Telos 134: Politics and Religion is available for purchase in our store

Telos 134Au secours, Voltaire! Ils sont fous. (“Save us Voltaire, they are crazy.”) With this cry for help, the French newspaper France Soir appealed to a national hero, the notoriously anti-religious philosopher of the Enlightenment, in the face of burgeoning Muslim protests against its reproduction of the Danish caricatures of Mohammed.

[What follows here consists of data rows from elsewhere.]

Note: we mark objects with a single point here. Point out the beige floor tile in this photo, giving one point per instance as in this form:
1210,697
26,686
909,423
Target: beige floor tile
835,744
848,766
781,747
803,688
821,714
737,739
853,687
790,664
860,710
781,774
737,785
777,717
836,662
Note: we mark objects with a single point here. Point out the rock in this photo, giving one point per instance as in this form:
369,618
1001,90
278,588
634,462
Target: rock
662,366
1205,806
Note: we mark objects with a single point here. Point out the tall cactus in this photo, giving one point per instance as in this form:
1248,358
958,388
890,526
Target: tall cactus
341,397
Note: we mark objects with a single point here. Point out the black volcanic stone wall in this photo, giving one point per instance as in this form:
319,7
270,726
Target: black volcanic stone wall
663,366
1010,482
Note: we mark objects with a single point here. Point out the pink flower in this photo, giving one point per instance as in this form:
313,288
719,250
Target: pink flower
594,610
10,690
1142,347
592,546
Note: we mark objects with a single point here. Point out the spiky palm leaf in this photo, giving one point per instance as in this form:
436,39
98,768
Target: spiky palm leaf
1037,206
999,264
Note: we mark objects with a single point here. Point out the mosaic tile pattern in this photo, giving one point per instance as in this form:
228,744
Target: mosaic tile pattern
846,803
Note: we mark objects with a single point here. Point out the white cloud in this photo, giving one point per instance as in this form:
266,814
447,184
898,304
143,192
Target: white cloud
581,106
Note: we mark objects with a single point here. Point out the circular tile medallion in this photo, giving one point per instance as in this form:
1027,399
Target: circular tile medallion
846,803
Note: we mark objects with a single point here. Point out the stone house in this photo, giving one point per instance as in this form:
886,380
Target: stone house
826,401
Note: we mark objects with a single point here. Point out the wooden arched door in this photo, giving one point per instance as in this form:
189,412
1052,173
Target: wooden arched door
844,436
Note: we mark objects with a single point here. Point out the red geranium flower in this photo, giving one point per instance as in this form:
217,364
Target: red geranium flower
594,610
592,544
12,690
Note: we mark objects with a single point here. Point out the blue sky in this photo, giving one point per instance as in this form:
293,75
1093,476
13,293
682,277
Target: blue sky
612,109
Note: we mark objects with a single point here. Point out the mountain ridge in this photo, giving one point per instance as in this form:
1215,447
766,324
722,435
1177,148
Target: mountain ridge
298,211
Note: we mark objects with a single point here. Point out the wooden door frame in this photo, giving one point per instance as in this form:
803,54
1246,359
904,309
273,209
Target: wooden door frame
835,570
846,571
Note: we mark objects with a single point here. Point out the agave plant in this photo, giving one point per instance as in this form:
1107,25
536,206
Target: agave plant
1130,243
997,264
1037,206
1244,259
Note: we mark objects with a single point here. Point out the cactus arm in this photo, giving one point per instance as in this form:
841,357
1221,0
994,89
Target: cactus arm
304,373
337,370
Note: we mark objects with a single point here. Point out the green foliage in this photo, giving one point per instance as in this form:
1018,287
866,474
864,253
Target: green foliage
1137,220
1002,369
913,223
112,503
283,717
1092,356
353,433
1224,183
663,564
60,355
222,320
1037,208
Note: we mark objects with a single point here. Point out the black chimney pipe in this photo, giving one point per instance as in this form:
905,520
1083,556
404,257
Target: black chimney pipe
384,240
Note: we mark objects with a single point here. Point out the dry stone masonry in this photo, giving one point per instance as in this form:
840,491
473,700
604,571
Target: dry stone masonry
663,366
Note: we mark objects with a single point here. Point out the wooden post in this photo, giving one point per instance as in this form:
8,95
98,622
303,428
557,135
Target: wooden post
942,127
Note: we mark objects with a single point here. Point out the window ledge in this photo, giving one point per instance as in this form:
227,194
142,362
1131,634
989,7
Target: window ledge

As of this writing, European embassies in Damascus are in flames, and angry protestors have filled the streets from Jakarta to Jutland. The conse­quences are, as the Danish Prime Minister has put it, “unforeseeable,” at least as far as the political dimension goes. Suddenly it is Western Europe and not the U.S. that bears the brunt of Muslim anger. The contrast is telling, though hardly a reason to gloat. On the eve of the Iraq War, opponents warned that the “Arab street” would be up in arms if the U.S. were to invade. Nothing of the sort ensued; with few exceptions, demonstrations in the Muslim world in response to Operation Iraqi Freedom were few and far between. How striking the difference, then, is the scope of public outrage to the cartoons in the European press. When all is said and done, caricaturing the Prophet is worse than toppling Saddam. Reams of public opinion polling about anti-Americanism in the Arab world sud­denly seem irrelevant in the face of this unpredicted explosion of anti-European sentiment. (The long-standing pro-Palestinian tilt of Denmark and Norway has not won them much sympathy, not even in Gaza.)